June 11, 2009 - For immediate release:

 

BOSTON - The Massachusetts Supreme Judicial Court (SJC) ruled today that employees must be compensated for their unused vacation upon discharge. In issuing the decision, the Court upheld the Attorney General’s Office interpretation of the Wage Act, which protects employees’ rights to receive wages. 

 

“In these difficult economic times, it is important that employees receive their full compensation upon termination from employment,” said Attorney General Coakley.  “We are pleased that the state’s highest court has made clear that vacation time is wages and that employees must be compensated for their unused earned vacation time upon discharge.  We encourage any workers who believe their rights under the Wage Act have been violated to contact our office.”

The case, Electronic Data Systems Corp. v. Attorney General, originated when an employee filed a claim for unpaid wages with the Attorney General’s Fair Labor Division after being discharged by Electronic Data Systems (EDS).  After investigation, the Attorney General’s Office issued a citation against EDS, finding that the employee should have been compensated for his unused earned vacation time upon discharge.  After EDS appealed, the Division of Administrative Law Appeals and the Superior Court ruled in favor of the Attorney General.   EDS then appealed to the SJC. 

In today’s decision, the SJC ruled that an advisory that the Attorney General’s Office issued in 1999 regarding the Wage Act’s treatment of employers’ vacation policies was consistent with the Wage Act.  The Court found that the Wage Act does not require an employer to offer vacation time to an employee, but if vacation time is offered to an employee, the employee must be compensated for the unused earned portion of the vacation time upon discharge. Although the Court declined to reach the issue, the Attorney General’s vacation advisory requires employers to compensate employees for their unused vacation time when they leave voluntarily.    

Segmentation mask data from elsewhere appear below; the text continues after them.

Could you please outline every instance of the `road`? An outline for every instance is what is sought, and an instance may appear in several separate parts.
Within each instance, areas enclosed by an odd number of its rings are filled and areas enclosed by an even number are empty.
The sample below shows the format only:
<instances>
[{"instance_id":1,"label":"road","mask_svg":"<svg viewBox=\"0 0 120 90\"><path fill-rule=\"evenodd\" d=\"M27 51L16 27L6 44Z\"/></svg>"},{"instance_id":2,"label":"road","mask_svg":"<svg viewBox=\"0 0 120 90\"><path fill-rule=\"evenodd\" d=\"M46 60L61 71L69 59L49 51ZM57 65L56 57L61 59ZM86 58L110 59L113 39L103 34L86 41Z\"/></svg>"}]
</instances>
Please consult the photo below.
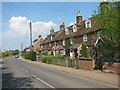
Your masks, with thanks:
<instances>
[{"instance_id":1,"label":"road","mask_svg":"<svg viewBox=\"0 0 120 90\"><path fill-rule=\"evenodd\" d=\"M14 57L4 59L2 64L3 88L117 88Z\"/></svg>"}]
</instances>

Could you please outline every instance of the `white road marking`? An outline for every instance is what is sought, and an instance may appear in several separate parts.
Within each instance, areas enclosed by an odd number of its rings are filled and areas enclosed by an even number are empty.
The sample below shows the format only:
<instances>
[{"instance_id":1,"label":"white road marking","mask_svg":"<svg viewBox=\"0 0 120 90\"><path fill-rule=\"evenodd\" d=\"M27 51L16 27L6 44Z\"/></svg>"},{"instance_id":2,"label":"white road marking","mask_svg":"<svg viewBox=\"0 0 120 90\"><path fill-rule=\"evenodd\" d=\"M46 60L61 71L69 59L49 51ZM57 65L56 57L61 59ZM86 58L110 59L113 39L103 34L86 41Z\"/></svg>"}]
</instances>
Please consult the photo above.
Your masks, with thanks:
<instances>
[{"instance_id":1,"label":"white road marking","mask_svg":"<svg viewBox=\"0 0 120 90\"><path fill-rule=\"evenodd\" d=\"M25 72L28 72L26 69L22 68L22 70L24 70Z\"/></svg>"},{"instance_id":2,"label":"white road marking","mask_svg":"<svg viewBox=\"0 0 120 90\"><path fill-rule=\"evenodd\" d=\"M41 82L43 82L44 84L46 84L47 86L51 87L51 88L55 88L52 85L48 84L47 82L43 81L42 79L38 78L37 76L33 75L33 77L35 77L36 79L40 80Z\"/></svg>"},{"instance_id":3,"label":"white road marking","mask_svg":"<svg viewBox=\"0 0 120 90\"><path fill-rule=\"evenodd\" d=\"M6 71L6 70L2 70L3 72Z\"/></svg>"}]
</instances>

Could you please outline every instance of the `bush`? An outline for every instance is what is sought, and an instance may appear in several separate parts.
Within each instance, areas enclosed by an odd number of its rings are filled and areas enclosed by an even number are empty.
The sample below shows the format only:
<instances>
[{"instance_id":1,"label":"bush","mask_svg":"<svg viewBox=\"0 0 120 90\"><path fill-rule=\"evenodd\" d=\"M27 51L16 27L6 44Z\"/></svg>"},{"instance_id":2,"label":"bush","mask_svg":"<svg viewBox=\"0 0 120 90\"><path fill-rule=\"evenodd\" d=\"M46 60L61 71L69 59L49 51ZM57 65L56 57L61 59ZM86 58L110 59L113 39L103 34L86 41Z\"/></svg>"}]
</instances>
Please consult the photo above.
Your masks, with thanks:
<instances>
[{"instance_id":1,"label":"bush","mask_svg":"<svg viewBox=\"0 0 120 90\"><path fill-rule=\"evenodd\" d=\"M5 58L5 57L8 57L9 56L9 53L7 52L2 52L2 57L1 58Z\"/></svg>"},{"instance_id":2,"label":"bush","mask_svg":"<svg viewBox=\"0 0 120 90\"><path fill-rule=\"evenodd\" d=\"M23 54L23 57L25 59L30 59L32 61L36 61L36 52L25 52Z\"/></svg>"},{"instance_id":3,"label":"bush","mask_svg":"<svg viewBox=\"0 0 120 90\"><path fill-rule=\"evenodd\" d=\"M87 53L87 45L85 43L82 44L82 47L81 47L81 54L82 54L82 57L84 58L88 58L88 53Z\"/></svg>"},{"instance_id":4,"label":"bush","mask_svg":"<svg viewBox=\"0 0 120 90\"><path fill-rule=\"evenodd\" d=\"M52 64L54 61L63 60L63 59L64 59L64 56L44 56L42 57L42 62L47 64Z\"/></svg>"},{"instance_id":5,"label":"bush","mask_svg":"<svg viewBox=\"0 0 120 90\"><path fill-rule=\"evenodd\" d=\"M42 55L48 55L48 53L47 53L47 52L41 52L41 54L42 54Z\"/></svg>"},{"instance_id":6,"label":"bush","mask_svg":"<svg viewBox=\"0 0 120 90\"><path fill-rule=\"evenodd\" d=\"M36 61L36 52L30 52L30 59Z\"/></svg>"},{"instance_id":7,"label":"bush","mask_svg":"<svg viewBox=\"0 0 120 90\"><path fill-rule=\"evenodd\" d=\"M29 52L25 52L25 53L23 54L23 57L24 57L25 59L30 59L30 53L29 53Z\"/></svg>"}]
</instances>

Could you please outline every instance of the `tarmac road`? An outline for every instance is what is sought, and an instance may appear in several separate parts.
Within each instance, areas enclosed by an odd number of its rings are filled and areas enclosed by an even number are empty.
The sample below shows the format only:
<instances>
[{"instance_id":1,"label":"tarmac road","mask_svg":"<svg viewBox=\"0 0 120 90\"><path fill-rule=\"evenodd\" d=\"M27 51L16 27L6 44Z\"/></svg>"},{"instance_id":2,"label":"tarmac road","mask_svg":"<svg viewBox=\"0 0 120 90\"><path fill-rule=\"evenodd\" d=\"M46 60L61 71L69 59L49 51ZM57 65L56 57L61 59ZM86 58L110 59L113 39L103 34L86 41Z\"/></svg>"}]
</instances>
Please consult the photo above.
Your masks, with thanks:
<instances>
[{"instance_id":1,"label":"tarmac road","mask_svg":"<svg viewBox=\"0 0 120 90\"><path fill-rule=\"evenodd\" d=\"M2 64L2 88L117 88L14 57Z\"/></svg>"}]
</instances>

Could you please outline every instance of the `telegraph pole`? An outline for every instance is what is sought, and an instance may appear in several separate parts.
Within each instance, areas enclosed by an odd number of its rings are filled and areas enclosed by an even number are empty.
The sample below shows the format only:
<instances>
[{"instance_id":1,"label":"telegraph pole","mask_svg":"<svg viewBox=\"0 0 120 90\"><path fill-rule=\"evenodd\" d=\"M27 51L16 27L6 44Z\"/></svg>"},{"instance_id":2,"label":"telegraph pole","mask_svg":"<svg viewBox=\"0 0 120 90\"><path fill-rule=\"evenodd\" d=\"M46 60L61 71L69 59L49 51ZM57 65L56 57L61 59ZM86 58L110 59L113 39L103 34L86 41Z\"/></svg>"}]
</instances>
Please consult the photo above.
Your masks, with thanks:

The Attorney General’s Office works to protect employees from exploitation by an employer; prosecute employers who fail to follow the Commonwealth's wage and hour laws; and set a level playing field for all employers in the Commonwealth. The office is responsible for enforcing the prevailing wage, minimum wage, payment of wages, overtime, tip pooling, child labor, and Sunday and holiday premium pay laws.  More information can be found at the Attorney General’s website.  Information about the wage and hour laws is also available in multiple languages at the Attorney General’s Workplace Rights website: www.massworkrights.com. Workers who believe they have not been paid all their wages, including earned vacation pay wage or that their rights have been violated are strongly urged to call the Attorney General’s Fair Labor Hotline at (617) 727-3465. 

The Supreme Judicial Court heard the EDS case on February 2, 2009, and the court issued its decision earlier today. The matter was argued before the SJC Assistant Attorney General Kevin Conroy, Chief of Attorney General Coakley’s Business and Labor Bureau, with assistance from Assistant Attorney General Marsha Hunter and Fair Labor Inspector Iona Powell-Headley, both of the Attorney General’s Fair Labor Division.